[antlr-interest] Question about lexer/parser boundaries

Mon Jun 4 13:21:35 PDT 2007

> -----Original Message-----
> From: antlr-interest-bounces at antlr.org [mailto:antlr-interest-
> There is also this, the pattern of which is very useful to "merge"
> multiple tokens into a single token for the parser in order to reduce
> lookahead 'k':
> 
> MULTIPLE : TOKEN1 TOKEN2;
> TOKEN1 : 'Test1';
> TOKEN2 : 'Test2';
> 
> So my question is this: Are DUMMY, DUMMY2, and MULTIPLE permissible
> lexer rules, or should they still be defined as parser rules? (then
> defined with lower case letters.)

If this is indeed useful in your lexer, then you make TOKEN1 and TOKEN2
fragments.

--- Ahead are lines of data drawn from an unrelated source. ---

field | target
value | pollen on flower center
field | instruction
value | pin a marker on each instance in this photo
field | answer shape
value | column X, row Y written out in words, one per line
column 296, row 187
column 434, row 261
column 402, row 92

Basically, it should fall out sensibly if you remember not to
use no fragment rules within other lexer rules and if it is difficult to
do that without a lot of messing around creating no fragment rules that
are just a reference to a single fragment, then you are probably trying
to do too much in the lexer. 

So, in the simple context in which your example is presented ;-), then
this would not be a lexer rule, but a parser rules saying:

multiple : TOKEN1 TOKEN2;

Jim